We also have the nice evaluations,

\begin{aligned} &\sum_{n=1}^\infty \frac{1}{n\,\binom {2n}n} = \frac{\pi}{3\sqrt{3}}\\ &\sum_{n=1}^\infty \frac{1}{n^2\,\binom {2n}n} = \frac{1}{3}\,\zeta(2)\\ &\sum_{n=1}^\infty \frac{1}{n^3\,\binom {2n}n} = -\frac{4}{3}\,\zeta(3)+\frac{\pi\sqrt{3}}{2\cdot 3^2}\,\left(\zeta(2, \tfrac{1}{3})-\zeta(2,\tfrac{2}{3}) \right) \\ &\sum_{n=1}^\infty \frac{1}{n^4\,\binom {2n}n} = \frac{17}{36}\,\zeta(4)\\ &\sum_{n=1}^\infty \frac{1}{n^5\,\binom {2n}n} = -\frac{19}{3}\,\zeta(5) +\frac{2}{3}\,\zeta(2)\zeta(3)+\frac{\pi\sqrt{3}}{2^3\cdot 3^2}\left(\zeta(4, \tfrac{1}{3})-\zeta(4,\tfrac{2}{3}) \right)\\ &\sum_{n=1}^\infty \frac{1}{n^6\,\binom{2n}n} = \;\;?\\ &\sum_{n=1}^\infty \frac{1}{n^7\,\binom{2n}n} = -\frac{493}{24}\zeta(7)+2\zeta(2)\zeta(5)+\frac{17}{18}\zeta(3)\zeta(4)+\frac{11\pi\sqrt{3}}{2^5\cdot 3^4}\left(\zeta(6,\tfrac{1}{3})-\zeta(6,\tfrac{2}{3})\right)\\ \end{aligned}

with the Riemann zeta function $\zeta(s)$ and the more general Hurwitz zeta function $\zeta(s,a)$,

\begin{aligned} &\zeta(s) = \sum_{n=1}^\infty \frac{1}{n^s}\\&\zeta(s,a) = \sum_{n=0}^\infty \frac{1}{(n+a)^s} \end{aligned}

respectively.  (Note that for $a = 1$, the Hurwitz reduces into the Riemann.)  The expression for p = 5 in the paper here used Dirichlet L-functions, but a poster from mathstackexchange gave it in terms of the Hurwitz zeta.  The one for p = 7 is from Mathworld’s article on central binomial coefficients.

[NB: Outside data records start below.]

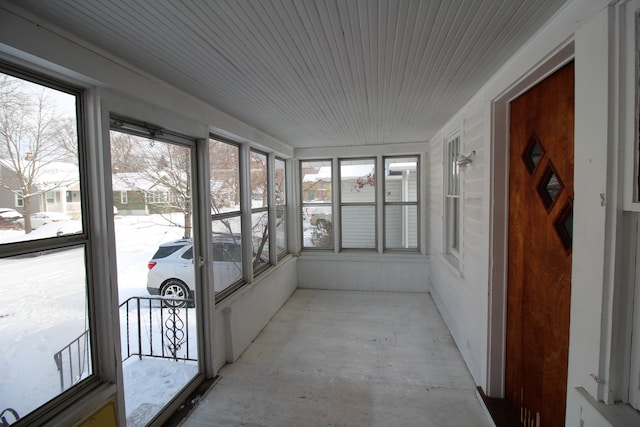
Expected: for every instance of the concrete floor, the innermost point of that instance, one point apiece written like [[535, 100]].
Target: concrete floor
[[338, 358]]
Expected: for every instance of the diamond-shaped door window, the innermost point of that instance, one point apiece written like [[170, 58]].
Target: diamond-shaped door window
[[564, 227], [550, 187], [533, 153]]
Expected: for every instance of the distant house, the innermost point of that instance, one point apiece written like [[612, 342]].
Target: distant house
[[135, 194], [56, 188]]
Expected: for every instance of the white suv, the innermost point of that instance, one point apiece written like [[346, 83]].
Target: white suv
[[172, 273]]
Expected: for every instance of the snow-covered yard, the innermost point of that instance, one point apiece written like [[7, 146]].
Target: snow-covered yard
[[44, 310]]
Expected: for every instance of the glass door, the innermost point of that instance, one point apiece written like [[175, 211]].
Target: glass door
[[152, 181]]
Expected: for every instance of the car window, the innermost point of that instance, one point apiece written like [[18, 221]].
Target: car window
[[165, 251], [188, 254], [226, 252], [232, 252]]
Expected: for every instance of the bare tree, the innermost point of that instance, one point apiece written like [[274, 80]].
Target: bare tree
[[33, 135], [162, 171]]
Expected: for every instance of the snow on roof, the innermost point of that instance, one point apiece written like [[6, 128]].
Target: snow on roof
[[52, 174]]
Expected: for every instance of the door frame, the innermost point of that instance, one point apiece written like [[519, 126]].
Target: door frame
[[499, 213]]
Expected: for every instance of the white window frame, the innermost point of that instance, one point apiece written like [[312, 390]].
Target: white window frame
[[19, 199], [452, 205], [403, 203], [304, 204], [373, 204], [280, 206], [99, 322]]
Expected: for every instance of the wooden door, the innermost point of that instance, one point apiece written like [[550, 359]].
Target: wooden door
[[540, 237]]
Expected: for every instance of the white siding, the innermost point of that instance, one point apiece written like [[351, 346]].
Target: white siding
[[456, 288]]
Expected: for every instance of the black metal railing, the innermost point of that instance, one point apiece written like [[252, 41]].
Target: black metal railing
[[152, 327], [73, 361], [158, 327]]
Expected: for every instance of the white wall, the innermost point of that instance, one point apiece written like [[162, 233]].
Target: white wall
[[114, 86], [364, 272], [242, 316], [472, 298], [459, 289]]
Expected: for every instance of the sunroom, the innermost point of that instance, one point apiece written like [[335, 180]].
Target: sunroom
[[234, 165]]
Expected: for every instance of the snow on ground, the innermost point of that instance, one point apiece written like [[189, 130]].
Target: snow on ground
[[44, 310]]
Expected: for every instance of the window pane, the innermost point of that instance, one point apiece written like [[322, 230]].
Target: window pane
[[453, 187], [44, 328], [401, 227], [317, 225], [358, 180], [401, 179], [227, 252], [260, 239], [224, 174], [453, 205], [40, 191], [316, 181], [281, 206], [317, 211], [358, 227], [259, 193]]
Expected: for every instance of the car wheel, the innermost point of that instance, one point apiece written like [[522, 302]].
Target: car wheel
[[174, 288]]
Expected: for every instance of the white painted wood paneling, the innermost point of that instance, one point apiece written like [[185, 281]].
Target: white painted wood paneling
[[364, 272], [313, 73]]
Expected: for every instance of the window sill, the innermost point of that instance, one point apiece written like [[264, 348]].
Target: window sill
[[371, 256]]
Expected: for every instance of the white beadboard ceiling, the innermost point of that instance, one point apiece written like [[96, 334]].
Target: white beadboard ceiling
[[314, 73]]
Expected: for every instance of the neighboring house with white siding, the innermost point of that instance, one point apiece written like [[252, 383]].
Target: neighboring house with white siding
[[56, 188]]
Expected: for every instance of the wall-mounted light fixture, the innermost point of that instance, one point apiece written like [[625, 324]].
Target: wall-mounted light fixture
[[466, 161]]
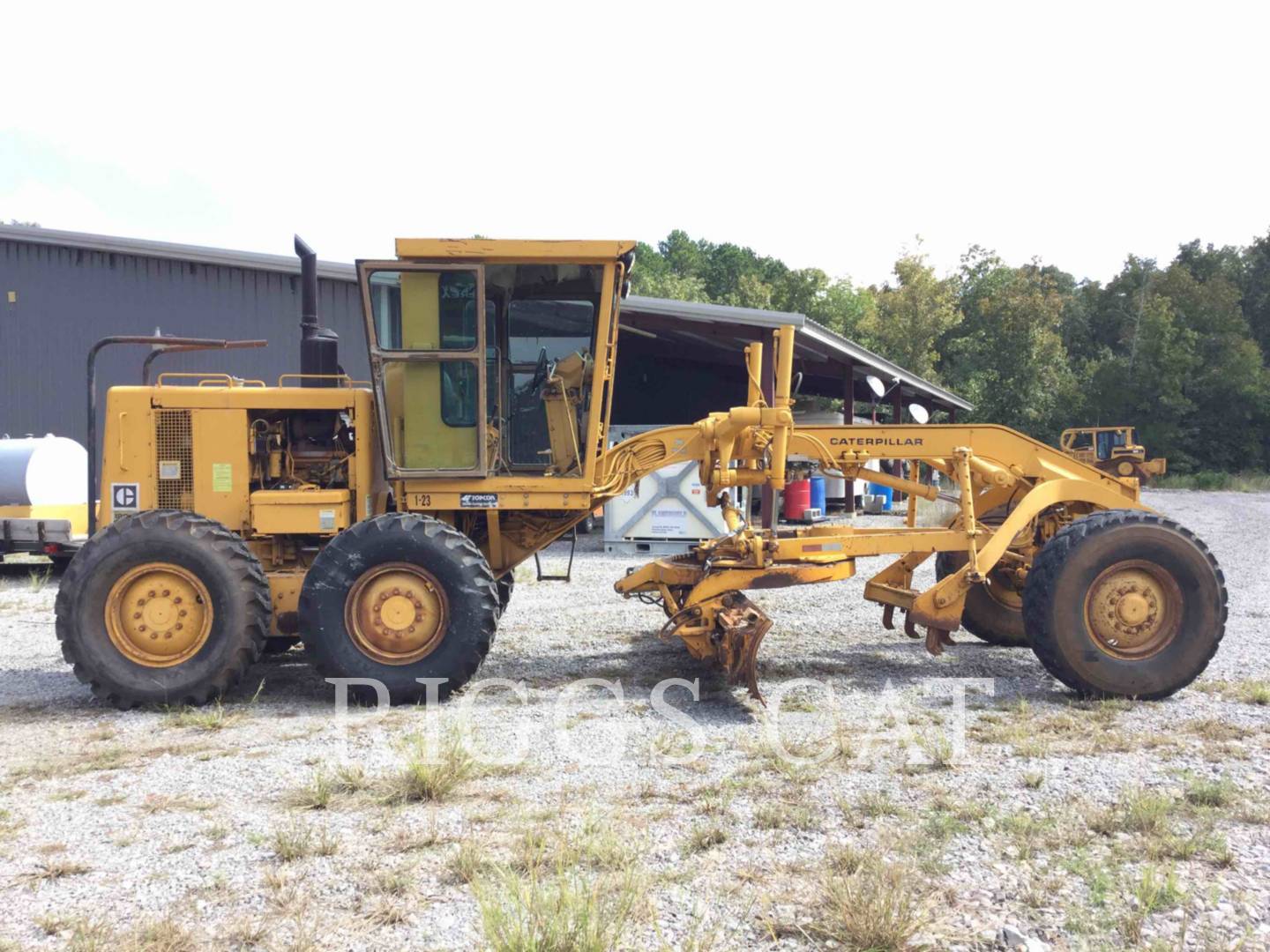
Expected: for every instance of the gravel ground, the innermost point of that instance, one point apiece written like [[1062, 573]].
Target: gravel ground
[[272, 822]]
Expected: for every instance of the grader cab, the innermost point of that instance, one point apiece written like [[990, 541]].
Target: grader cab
[[380, 524], [1114, 450]]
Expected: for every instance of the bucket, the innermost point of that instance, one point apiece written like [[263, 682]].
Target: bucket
[[798, 499], [886, 494], [818, 494]]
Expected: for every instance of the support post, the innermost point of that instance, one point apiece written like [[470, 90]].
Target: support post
[[897, 415], [848, 417]]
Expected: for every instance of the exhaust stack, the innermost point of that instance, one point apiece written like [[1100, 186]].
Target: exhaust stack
[[319, 346]]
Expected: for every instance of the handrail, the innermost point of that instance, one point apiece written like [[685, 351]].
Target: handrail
[[343, 378], [185, 348]]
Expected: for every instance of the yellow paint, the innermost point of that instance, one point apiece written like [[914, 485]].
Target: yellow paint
[[159, 614], [320, 512], [221, 466], [222, 478], [75, 513]]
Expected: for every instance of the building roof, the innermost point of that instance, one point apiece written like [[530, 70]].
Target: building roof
[[813, 338], [288, 264], [513, 249]]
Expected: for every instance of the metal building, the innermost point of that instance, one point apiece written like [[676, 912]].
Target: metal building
[[61, 291]]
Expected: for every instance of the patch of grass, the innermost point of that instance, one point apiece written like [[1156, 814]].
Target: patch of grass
[[596, 844], [562, 913], [1211, 480], [423, 778], [845, 859], [1137, 811], [248, 932], [1201, 843], [1215, 729], [54, 868], [213, 718], [297, 842], [874, 908], [1154, 893], [785, 816], [1211, 792], [163, 936], [469, 862], [703, 838], [938, 749], [314, 795], [89, 934], [875, 804], [386, 911]]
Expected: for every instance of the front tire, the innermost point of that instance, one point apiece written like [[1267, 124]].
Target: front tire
[[398, 598], [1125, 603], [163, 607]]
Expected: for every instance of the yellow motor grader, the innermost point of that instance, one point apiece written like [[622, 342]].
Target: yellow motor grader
[[380, 522], [1114, 450]]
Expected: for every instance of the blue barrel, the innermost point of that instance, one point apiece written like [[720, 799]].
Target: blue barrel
[[886, 493], [818, 494]]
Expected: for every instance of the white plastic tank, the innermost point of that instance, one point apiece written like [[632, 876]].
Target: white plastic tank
[[45, 475], [666, 512]]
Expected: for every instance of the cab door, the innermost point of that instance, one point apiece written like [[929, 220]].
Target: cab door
[[426, 329]]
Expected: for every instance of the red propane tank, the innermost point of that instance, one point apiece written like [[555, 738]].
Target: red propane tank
[[798, 498]]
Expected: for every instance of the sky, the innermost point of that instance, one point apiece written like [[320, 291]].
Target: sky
[[827, 135]]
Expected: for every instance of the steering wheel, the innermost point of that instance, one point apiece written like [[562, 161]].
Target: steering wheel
[[540, 371]]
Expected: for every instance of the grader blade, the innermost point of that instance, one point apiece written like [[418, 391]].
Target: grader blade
[[741, 628], [937, 640]]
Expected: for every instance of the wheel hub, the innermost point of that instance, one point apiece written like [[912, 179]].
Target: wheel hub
[[397, 614], [158, 614], [1133, 609]]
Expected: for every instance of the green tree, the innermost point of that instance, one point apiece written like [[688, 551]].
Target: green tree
[[1009, 357], [912, 316]]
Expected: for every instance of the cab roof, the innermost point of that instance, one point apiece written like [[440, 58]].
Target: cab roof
[[512, 250]]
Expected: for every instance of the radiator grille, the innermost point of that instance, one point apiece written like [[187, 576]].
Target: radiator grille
[[175, 458]]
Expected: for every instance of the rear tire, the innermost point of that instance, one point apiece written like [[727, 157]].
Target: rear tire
[[104, 600], [1125, 603], [397, 598]]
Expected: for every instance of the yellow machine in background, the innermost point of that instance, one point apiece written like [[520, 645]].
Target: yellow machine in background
[[380, 524], [1114, 450]]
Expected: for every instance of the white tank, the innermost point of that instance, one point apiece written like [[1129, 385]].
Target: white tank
[[37, 471]]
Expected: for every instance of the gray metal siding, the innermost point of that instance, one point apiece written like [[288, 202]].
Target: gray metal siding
[[69, 297]]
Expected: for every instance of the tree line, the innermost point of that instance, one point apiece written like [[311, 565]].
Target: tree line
[[1180, 351]]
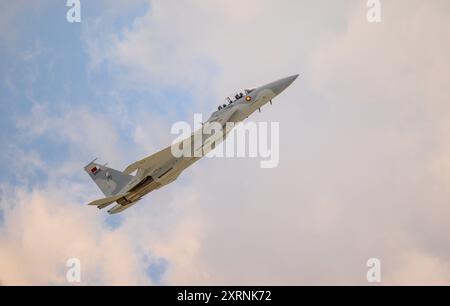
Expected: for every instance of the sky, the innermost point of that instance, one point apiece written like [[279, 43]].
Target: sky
[[364, 166]]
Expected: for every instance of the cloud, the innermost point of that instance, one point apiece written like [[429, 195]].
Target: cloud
[[362, 136], [363, 157]]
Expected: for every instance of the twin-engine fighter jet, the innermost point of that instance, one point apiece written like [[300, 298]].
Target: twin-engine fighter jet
[[163, 167]]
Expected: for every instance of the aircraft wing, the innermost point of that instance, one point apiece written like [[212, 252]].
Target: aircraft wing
[[152, 162], [108, 200]]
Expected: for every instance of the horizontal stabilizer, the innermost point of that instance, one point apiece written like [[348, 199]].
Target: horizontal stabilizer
[[108, 200]]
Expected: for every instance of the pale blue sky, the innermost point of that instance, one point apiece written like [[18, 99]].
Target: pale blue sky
[[364, 167]]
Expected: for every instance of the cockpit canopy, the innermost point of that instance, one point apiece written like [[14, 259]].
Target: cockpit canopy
[[235, 97]]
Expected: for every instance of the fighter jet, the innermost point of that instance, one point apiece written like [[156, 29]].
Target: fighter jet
[[162, 168]]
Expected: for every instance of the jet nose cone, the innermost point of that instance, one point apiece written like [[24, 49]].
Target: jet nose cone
[[280, 85]]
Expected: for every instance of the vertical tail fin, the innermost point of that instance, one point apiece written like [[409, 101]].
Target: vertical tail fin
[[109, 181]]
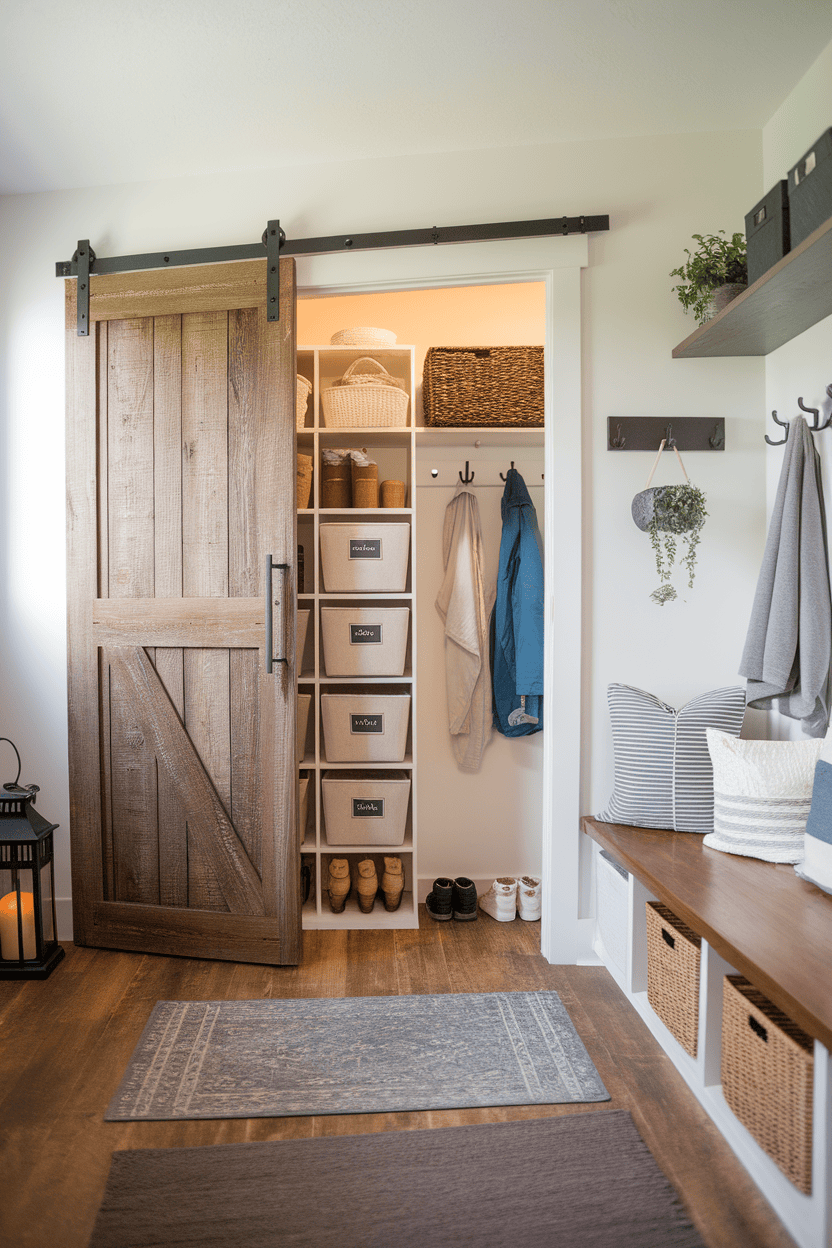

However, none are known for p > 7 (as well as p = 6).  Based on odd p, it is easy to assume that the next has the form,

\begin{aligned} & a_0\sum_{n=1}^\infty \frac{1}{n^9\,\binom {2n}n} = a_1\,\zeta(9) +a_2\,\zeta(2)\zeta(7)+a_3\, \zeta(3)\zeta(6)+a_4\, \zeta(4)\zeta(5)+a_5\,\pi\sqrt{3}\,H_8\\ \end{aligned}

where,

$H_8 = \left(\zeta(8,\tfrac{1}{3})-\zeta(8,\tfrac{2}{3})\right)$

and the six $a_i$ are integers.  One can use Mathematica’s LatticeReduce function (which employs an integer relations algorithm) to find them, if any exists. Unfortunately, it didn’t find any exact relation, nor for analogous forms for prime p = 11 or 13.  Either my old version of Mathematica is just not powerful enough, or odd p > 7 do not have analogous forms to the ones above.

Can you find the next in the family?